- Theatrical release poster
- Traditional Chinese: 黄面老虎
- Hanyu Pinyin: Huang mian lao hu
- Directed by: Lo Wei
- Written by: Lo Wei Chang Yung-hsiang
- Produced by: Lo Wei, Raymond Chow, Leonard Ho
- Starring: Wong Tao Sylvia Chang Chuck Norris Dan Ivan
- Cinematography: David Bailes
- Edited by: Fred Cuming
- Music by: Joseph Koo
- Production company: Lo Wei Motion Picture Company
- Distributed by: Golden Harvest
- Release date: 16 August 1974;
- Running time: 100 minutes
- Country: Hong Kong
- Language: Mandarin

= Yellow Faced Tiger =

1974 Hong Kong film by Lo Wei

Yellow Faced Tiger (黄面老虎, originally released in the United States as Slaughter in San Francisco) is a 1974 Hong Kong-American martial arts action film directed by Lo Wei, and starring Wong Tao, Sylvia Chang and Chuck Norris.

== Summary ==
In this kung-fu vehicle Chuck Norris plays the biggest drug king in San Francisco who owns everyone, the police department included. He finds his match when a young police officer stands up to the drug lord's power and must fight him and the entire system. A former cop in the San Francisco Bay Area goes after the goons who murdered his ex-partner.

== Plot ==
Daly City, CA police officers John (Robert Jones) and Wong (Wong Tao) arrest two men raping a girl named Sylvia (Sylvia Chang), utilizing their knowledge of martial arts to take down the assailants, but at the station Sylvia refuses to press charges claiming that she knew the men and that the altercation was all in fun, in clear contradiction of what had truly taken place. In retribution for their arrest, the rapists kidnap John in broad daylight and take him to the beach, where he is beaten by numerous assailants. Wong manages to come to his partner's rescue, killing one of them. For this, he is kicked out of the force by his superior Captain Newman (Dan Ivan) and soon imprisoned, but John still keeps in touch with his old friend. After serving his sentence, Wong takes a job as a waiter. While waiting tables he meets Chuck Slaughter (Chuck Norris), a criminal mastermind. Slaughter offers Wong a job in his organization but Wong refuses, even as Slaughter threatens to have him killed.

John witnesses some men running away from a bank robbery one morning. While John is chasing some bank robbers, he pursues the robbers, but there are too many for him and one of them pulls a gun. John runs but is caught in the backyard of the Chu family, where the robbers kill him. The next morning when the police find his body the captain, Newman, accuses Mr. and Mrs. Chu of being in on the murder and the bank robbery. Newman has the Chu's arrested and locked up without bail despite Mr. Chu's claims that he had nothing to do with the crime and did not even see the men killing John in his backyard. Wong becomes involved because he wants to avenge John's death and free the Chu's. He begins shaking down Chinese criminals looking for clues, and they lead him to Captain Newman. Newman, who was working for Mr. Slaughter, intended to frame the Chu's for the crime committed by Slaughter's own men.

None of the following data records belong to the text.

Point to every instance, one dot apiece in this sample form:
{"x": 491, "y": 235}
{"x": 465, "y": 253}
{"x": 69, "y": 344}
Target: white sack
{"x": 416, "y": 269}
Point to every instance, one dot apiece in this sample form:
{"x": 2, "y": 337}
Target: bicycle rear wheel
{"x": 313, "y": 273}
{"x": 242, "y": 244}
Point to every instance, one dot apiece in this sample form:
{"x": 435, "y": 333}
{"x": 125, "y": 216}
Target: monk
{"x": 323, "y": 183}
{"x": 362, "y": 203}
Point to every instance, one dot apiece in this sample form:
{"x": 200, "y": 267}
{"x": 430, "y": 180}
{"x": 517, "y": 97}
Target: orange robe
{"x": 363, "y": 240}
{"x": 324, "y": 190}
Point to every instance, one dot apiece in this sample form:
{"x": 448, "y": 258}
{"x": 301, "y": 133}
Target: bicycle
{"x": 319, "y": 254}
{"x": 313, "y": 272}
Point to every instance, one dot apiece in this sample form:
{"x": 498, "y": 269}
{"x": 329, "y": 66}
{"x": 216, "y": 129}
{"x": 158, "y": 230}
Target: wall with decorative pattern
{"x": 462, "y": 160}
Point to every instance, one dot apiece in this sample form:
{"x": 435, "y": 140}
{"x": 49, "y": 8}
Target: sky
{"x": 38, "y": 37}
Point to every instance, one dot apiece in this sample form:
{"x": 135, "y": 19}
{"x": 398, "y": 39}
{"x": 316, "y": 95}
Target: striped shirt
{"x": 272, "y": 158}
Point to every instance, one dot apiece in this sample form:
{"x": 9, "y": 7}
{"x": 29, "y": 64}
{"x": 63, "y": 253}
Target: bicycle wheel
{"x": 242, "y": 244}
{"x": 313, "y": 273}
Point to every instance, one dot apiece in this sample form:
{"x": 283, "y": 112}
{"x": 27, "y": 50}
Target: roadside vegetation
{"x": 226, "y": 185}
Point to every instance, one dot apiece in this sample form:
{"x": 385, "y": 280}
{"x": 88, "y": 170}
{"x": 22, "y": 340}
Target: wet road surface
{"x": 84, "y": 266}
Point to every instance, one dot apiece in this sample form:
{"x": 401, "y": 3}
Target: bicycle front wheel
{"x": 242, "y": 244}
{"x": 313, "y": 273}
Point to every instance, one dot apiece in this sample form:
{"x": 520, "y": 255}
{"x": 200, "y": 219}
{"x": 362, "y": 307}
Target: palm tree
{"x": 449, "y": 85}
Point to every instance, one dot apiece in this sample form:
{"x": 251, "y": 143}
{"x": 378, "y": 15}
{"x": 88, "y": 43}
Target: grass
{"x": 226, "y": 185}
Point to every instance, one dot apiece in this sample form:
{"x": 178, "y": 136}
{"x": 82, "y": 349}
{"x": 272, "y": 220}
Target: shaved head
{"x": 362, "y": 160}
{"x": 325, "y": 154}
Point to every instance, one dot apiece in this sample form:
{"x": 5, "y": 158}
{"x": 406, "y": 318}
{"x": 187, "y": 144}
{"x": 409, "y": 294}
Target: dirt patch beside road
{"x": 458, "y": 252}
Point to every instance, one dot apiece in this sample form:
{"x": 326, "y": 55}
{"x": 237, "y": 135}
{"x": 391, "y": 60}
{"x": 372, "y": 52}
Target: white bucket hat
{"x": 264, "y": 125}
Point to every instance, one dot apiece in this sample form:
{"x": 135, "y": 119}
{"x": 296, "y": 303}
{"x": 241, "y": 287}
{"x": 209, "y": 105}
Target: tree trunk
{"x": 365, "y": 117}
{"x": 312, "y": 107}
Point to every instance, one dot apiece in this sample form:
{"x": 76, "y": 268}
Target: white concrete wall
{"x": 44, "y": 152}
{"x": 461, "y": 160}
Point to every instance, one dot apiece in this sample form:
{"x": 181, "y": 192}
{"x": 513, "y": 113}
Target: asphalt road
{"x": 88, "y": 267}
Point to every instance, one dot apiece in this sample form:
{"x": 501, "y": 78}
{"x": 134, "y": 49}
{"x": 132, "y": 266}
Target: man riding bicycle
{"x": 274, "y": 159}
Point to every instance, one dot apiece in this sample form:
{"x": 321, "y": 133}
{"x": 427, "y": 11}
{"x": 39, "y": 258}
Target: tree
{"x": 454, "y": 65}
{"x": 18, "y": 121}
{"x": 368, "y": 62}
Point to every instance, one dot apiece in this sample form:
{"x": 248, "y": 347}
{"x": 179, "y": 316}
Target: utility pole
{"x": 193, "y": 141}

Wong fights Newman and kills him. After Wong kills Newman, he attempts to warn Chu's defending lawyer, but the boss of the gang has already murdered the lawyer (Joy Sales). Wong is confronted by Slaughter's men on the street, and fights them all off, eventually confronting Slaughter himself. Wong defeats Slaughter after a heated battle, and almost kills him when the police burst onto the scene. The new police captain stops Wong from delivering the lethal blow, informing him that he knows the whole story. Wong is reinstated to the police force, but refuses to carry a pistol, saying he "has no need of guns".

== Cast ==

- Don Wong Tao as Officer Don Wong (Yellow Faced Tiger)
- Sylvia Chang as Sylvia Clu
- Chuck Norris as Chuck Slaughter / Himself
- Dan Ivan as Captain Newman

== Release ==
===Theatrical===
The film played theatrically in the US in 1981 as Slaughter in San Francisco.

===Home media===
Videocassette releases in the 1980s and 90s used the Slaughter in San Francisco title as well as Karate Cop.

== Reception ==
===Critical response===
American critics noticed that it was a low budget martial arts film, and an early Norris acting credit, taking advantage of his current fame.